Imagine that you are blind. Someone is reading a story to you. It might be a news story. It might be an essay. It might be fiction. The page is turned and your reader discovers that in lieu of words, the author has inserted this image.

What words should the reader say to you to convey that image?

Or, imagine that you are reading the piece for yourself and you turn the page, the author wants you to have that image as part of the story, but there is no artwork. What words should he write to convey it to you?

If an author does not trust the reader, there is a tendency to over-write the description. Example: “It was an accumulation of hegari-based harvest product, probably wheat stalk, some fourteen meters in circumference and four meters in height, in the shape of a half-hemispherical ovoid, with shadows of a length associated with a southwesterly orientation at one-half hour after sunrise, blurred by ….” Snooze.

If the author does not understand the image, it will be underwritten. “It’s a haystack.”

If the author is lazy, he will describe it by a title. “His favorite picture is Monet’s Haystack.” (Q: Does the lazy author know which one is his ‘favorite’? The reader sure doesn’t).

Finally, in an effort to make a reader believe that precision is really important, some authors write what it is not. ‘It was not a stack of hay bales. It was not a hay rick. It was not a pile of hay. It was not….’ Well — what was it, then?

The craft of writing imagery is at least as important as the art of writing characters. Understand the image you want to convey as well as you understand your characters. If it is core to the story, answer the same dozen or so questions about the image that you would for a character so that you grasp its essence. Second, write only enough that the reader will re-create the image for himself. I know what a ‘moor’ is because Sherlock Holmes took me to one, although I’ve never been to one in person. Holmes only told me that it was desolate, treeless, boggy, and had a hound in it. That was all I needed to imagine for myself what the scene looked like. Finally, economise. Except in technical manuals and criminal reports, the reader neither needs nor wants the thousand words that a picture is worth. Do it in ten words, or twelve.

Now, try it. Seriously. Write the scene of this picture in ten or twelve words. Eliminate those that are not essential to your story and those not essential to what you want your reader to imagine. Organize those that you keep into an efficient phrase that invokes the picture but allows your reader to draw it.

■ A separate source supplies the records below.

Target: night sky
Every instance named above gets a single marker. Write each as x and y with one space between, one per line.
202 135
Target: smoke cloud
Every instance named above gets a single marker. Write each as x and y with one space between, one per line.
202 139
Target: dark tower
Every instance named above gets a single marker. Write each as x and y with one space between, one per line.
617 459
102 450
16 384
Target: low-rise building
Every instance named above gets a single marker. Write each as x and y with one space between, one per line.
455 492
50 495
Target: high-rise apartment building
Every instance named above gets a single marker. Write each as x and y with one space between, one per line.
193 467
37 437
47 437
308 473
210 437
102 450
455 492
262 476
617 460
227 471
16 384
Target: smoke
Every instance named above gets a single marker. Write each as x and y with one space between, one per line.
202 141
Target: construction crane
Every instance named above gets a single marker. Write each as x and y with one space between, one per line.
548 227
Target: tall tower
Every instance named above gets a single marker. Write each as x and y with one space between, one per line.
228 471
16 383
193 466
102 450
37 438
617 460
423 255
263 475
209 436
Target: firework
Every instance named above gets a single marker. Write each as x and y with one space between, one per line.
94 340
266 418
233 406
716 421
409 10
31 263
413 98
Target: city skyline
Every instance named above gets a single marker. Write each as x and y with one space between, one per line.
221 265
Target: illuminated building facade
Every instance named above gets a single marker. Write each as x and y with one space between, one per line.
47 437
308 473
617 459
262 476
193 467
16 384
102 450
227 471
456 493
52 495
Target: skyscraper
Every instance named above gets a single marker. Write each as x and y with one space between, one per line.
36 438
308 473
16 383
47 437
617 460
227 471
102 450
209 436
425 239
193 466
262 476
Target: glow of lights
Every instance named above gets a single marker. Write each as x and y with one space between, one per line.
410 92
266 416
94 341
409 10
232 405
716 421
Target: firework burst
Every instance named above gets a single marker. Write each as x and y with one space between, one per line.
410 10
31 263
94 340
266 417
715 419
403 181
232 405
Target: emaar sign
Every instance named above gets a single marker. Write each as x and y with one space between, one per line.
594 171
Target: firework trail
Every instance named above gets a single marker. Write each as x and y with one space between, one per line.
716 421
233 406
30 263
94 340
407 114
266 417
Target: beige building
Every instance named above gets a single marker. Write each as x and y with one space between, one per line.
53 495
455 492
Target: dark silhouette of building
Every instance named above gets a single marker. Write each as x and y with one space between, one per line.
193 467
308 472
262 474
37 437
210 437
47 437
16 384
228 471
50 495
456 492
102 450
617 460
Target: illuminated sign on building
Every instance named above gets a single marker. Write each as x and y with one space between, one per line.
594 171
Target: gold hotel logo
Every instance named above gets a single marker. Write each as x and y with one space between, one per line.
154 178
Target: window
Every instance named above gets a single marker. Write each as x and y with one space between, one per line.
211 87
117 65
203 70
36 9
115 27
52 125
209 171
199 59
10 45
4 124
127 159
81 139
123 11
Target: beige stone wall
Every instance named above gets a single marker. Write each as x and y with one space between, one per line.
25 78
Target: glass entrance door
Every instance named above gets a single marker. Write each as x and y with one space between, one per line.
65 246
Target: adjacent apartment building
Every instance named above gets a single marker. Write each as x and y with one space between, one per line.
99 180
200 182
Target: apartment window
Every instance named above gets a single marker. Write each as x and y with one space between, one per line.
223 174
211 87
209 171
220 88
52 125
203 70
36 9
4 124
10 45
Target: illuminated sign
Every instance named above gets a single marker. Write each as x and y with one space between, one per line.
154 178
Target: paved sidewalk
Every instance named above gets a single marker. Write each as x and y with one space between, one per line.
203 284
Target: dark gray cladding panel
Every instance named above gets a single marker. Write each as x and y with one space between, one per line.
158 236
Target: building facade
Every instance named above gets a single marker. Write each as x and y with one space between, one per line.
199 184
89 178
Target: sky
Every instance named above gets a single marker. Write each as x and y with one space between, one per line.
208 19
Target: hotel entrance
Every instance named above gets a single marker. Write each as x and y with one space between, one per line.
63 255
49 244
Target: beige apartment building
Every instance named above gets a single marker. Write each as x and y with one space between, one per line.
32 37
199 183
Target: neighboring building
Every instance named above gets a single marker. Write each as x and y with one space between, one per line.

Better still, write the scene description at least three different ways. Each time, focus on a different aspect of the scene, such as the haystack, or the morning light, or the indistinct trees in the background. You will see, when you do it, that the scene is much like the story itself — a balance between the main story and interesting back stories. Which is which is entirely up to you.

Writing is not a competition. It is an art. Authors become better only with practice, not by resting on past work.